Segundo Brama Darame, na sequência das diligências feitas para encontrar soluções, o Movimento reuniu-se com a Liga Guineense dos Direitos Humanos, Conselho Regional da Juventude, Régulo local e demais entidades envolvidas no processo para se inteirar dos problemas reais.

“Depois de várias rondas de encontros, concluiu-se que todo o puxa-puxa tinha a ver com a mudança do fornecedor com o qual antiga comissão trabalhava, dinheiro das taxas derivadas de despacho de combustível que era canalizado às regiões para subvencionar e apoiá-las “, assinalou e disse que mesmo com os descontos sejam feitos o dinheiro não chega às regiões, porque “a falta de colaboração entre a atual direção e o sindicato e porque também não são técnicos da área”.

Braima Darame aconselhou que é fundamental que o problema de fornecedor seja resolvido, canalizar para as regiões os benefícios que deveriam estar receber do governo central, que as guias de remessas das instituições de Estado que beneficiam da energia sejam pagos pelas finanças, pagar uma dívida de mais de cinquenta milhões de francos CFA e a nomeação de um técnico da área para gerir a central elétrica de Bafatá.

 “A mesma coisa está acontecer em Gabú, um conflito entre trabalhadores da central elétrica, a direção provincial e a nova gerência sobre a gestão da mesma”, revelou.

GRANDE DOR DE CABEÇA CONTINUA A SER CONFLITOS DERIVADOS DE LUTA PELA POSSE DE TERRA

Questionado sobre conflitos freq1uentes na região, Braima Darame disse que os conflitos que eram frequentes na região eram disputas entre maridos e amantes das mulheres casadas, uma situação que disse ter causado mortes por envenenamento a muitas pessoas e a justiça com as próprias mãos.

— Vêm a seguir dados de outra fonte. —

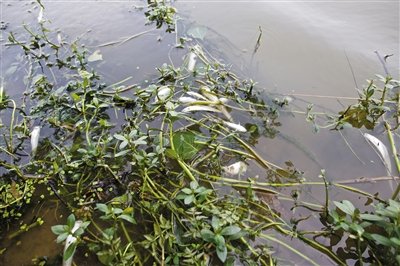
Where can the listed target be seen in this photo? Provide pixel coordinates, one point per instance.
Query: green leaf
(189, 199)
(105, 257)
(230, 230)
(215, 223)
(127, 218)
(71, 221)
(395, 241)
(62, 237)
(371, 217)
(102, 207)
(58, 229)
(345, 206)
(185, 146)
(119, 137)
(222, 253)
(207, 235)
(69, 252)
(187, 191)
(219, 241)
(121, 153)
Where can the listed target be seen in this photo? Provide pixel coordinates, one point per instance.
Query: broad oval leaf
(345, 206)
(230, 230)
(207, 235)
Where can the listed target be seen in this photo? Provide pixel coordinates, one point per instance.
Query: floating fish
(35, 135)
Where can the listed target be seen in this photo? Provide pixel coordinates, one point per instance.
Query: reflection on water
(307, 47)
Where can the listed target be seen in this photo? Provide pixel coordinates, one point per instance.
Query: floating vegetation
(159, 173)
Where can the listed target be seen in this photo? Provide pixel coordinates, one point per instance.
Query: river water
(313, 51)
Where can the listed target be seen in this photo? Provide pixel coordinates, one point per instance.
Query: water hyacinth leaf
(184, 100)
(345, 206)
(102, 207)
(189, 199)
(62, 237)
(95, 56)
(185, 146)
(197, 32)
(215, 223)
(395, 241)
(69, 252)
(58, 229)
(71, 221)
(127, 218)
(381, 240)
(209, 94)
(382, 150)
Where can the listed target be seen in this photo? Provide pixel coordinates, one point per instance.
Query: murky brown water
(307, 47)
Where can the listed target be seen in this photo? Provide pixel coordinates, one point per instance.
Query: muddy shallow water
(313, 48)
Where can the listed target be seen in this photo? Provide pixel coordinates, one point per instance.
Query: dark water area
(312, 51)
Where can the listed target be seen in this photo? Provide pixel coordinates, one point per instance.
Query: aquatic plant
(156, 173)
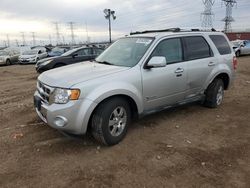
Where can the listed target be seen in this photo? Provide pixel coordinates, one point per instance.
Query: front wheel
(8, 62)
(214, 94)
(110, 121)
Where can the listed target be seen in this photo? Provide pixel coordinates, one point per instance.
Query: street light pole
(108, 13)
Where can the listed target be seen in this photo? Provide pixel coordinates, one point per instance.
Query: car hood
(70, 75)
(28, 56)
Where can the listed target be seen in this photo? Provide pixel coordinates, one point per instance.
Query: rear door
(200, 62)
(165, 85)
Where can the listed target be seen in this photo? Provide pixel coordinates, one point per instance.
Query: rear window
(196, 47)
(221, 44)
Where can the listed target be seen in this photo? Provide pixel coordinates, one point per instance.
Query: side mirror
(157, 61)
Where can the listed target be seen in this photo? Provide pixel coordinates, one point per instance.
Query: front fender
(117, 88)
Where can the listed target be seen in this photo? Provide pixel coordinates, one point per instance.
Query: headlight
(62, 96)
(45, 63)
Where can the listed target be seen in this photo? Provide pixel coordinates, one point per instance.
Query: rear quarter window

Porém, sublinhou que ultimamente essa situação  têm diminuído drasticamente  na região. Mas, segundo Braima Darame, a grande dor de cabeça continua a ser conflitos derivados de luta pela posse de terra e conflito entre pastores e agricultores, que tem resultado na perda de muitas vidas humanas.

Destacou, por isso, a necessidade da implementação da lei de terra para que sirva de suporte legal para dirimir conflitos nas comunidades.

“Já criamos uma plataforma de multiplicadores regionais e estruturas a nível de todos os seis setores da região de Bafatá e  o que falta é a capacitação dessas estruturas para começarmos a campanha de sensibilização nas comunidades. Criamos essa plataforma porque lidamos diretamente com as comunidades “, informou.